A Greek Tragedy
As someone who is Greek Cypriot with a great affection for Greece I feel the tragedy of its current situation deeply. That a modern European nation could be reduced to bankruptcy seems unbelievable. Ironically the very vocabulary of the situation – ‘democracy’, ‘politics’,‘economics’, even ‘tragedy’ and ‘crisis’ – are almost unaltered Greek words. Greece is symbolic of Europe as a whole and its turmoil should concern all of us.

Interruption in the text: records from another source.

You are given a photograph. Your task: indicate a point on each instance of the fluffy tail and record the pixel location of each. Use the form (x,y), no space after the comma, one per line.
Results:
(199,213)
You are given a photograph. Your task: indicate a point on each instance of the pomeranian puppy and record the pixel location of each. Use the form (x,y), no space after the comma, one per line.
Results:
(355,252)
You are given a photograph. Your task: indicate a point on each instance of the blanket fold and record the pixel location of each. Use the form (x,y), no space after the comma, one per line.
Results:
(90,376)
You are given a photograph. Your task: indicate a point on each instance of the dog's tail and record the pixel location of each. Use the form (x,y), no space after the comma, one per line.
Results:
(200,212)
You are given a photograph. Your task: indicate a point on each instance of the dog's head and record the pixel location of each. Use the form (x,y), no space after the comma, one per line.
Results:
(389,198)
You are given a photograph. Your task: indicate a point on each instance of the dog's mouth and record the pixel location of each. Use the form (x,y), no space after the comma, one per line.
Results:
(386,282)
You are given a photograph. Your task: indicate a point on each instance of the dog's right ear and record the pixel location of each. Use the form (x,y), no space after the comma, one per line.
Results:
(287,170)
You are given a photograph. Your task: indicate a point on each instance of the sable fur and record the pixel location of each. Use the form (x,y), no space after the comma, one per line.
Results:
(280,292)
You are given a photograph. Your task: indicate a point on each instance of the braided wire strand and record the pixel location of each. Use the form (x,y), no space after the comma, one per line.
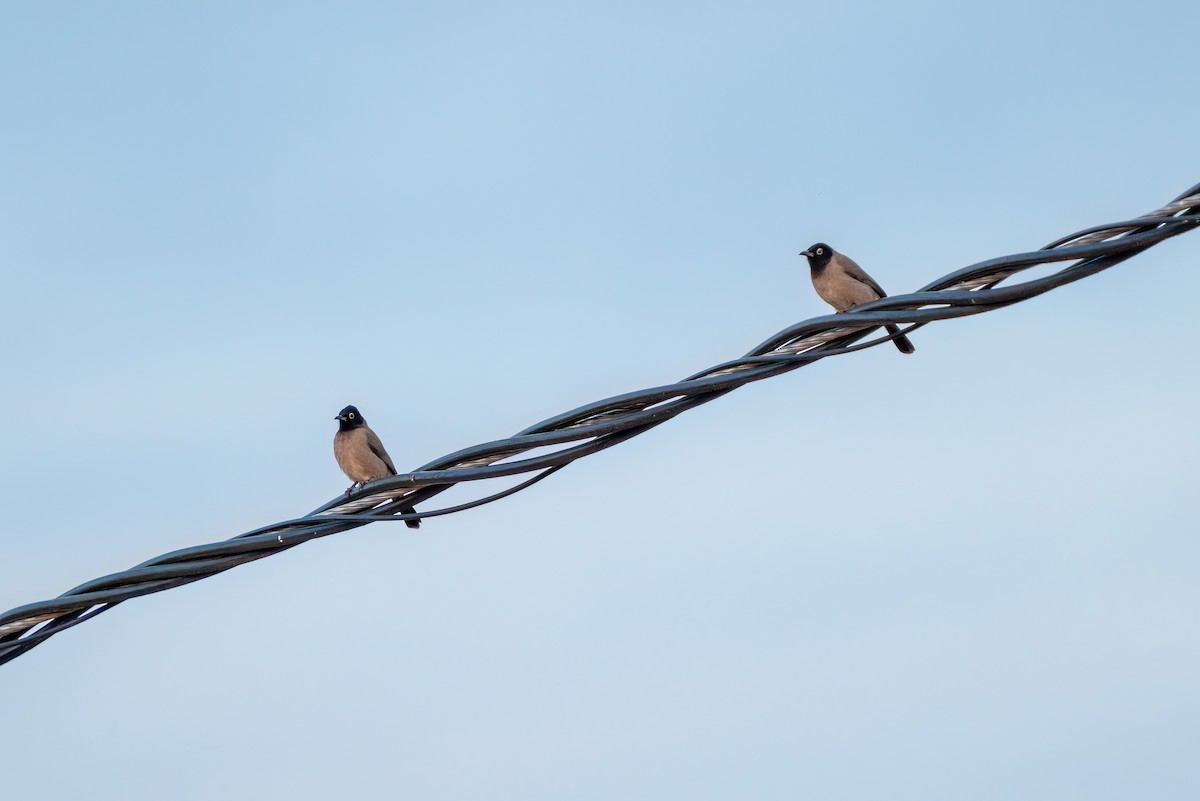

At the moment there is a faint glimmer of hope: that a new coalition government will allow Greece to stay in the euro, although at a financial cost that will hurt many people, especially the poor. Yet the situation remains precarious and there are politicians on both the extremes right and left willing to take advantage of the difficulties. There are also troubling concerns that if Greece tumbles into the financial abyss, it will drag some – or all – of Italy, Portugal, Spain and Ireland with it.
Let me make three observations. First, I believe the post-war focus of European politics and economics has been misdirected. There are two ways of changing society: from the top downwards and from the bottom upwards. The great European venture tried the first of these. Plans, schemes and agendas were created by bureaucrats in Bonn, Strasbourg and Brussels and then passed down through nations and councils to individuals. Despite the expenditure of unbelievable sums, ordinary people were probably more oppressed than blessed and lives did not change in any lasting way. In the Bible the vision of changing the world is totally different in its methods. Its diagnosis is that the ‘heart of the human problem is the problem of the human heart’ and that God is the great heart surgeon who transforms people internally so that their attitudes and actions reflect God’s values and principles.
Second, the traditional Christian virtue of honesty has been woefully lacking. Across large areas of the European Union people have been playing ‘tricks with figures’ – selective use of economic data, deliberate massaging of budgets and the camouflaging of deficits. The view seems to have been that the means justified the end. This was wishful thinking: the birds have indeed come home to roost. The Ten Commandments apply to nations as well as individuals.
Third, this tragedy is the result of idolatry. Jesus said that ‘you cannot serve God and money’ (Matthew 6:24). Yet in post-war Europe economic growth has been made such a priority that anything that might get in the way has been bulldozed aside. God and God’s morality has been ignored and a proud Tower of Babel created. Inevitably, that structure has proved unstable and now seems in danger of collapsing and crushing both guilty and innocent. If you make power and money the measure of all things then someone will get hurt. The ancient Greeks almost certainly knew that. It’s a pity for their descendants that such wisdom was forgotten.
I wonder whether Europe needs to fall to its knees so that it can look up!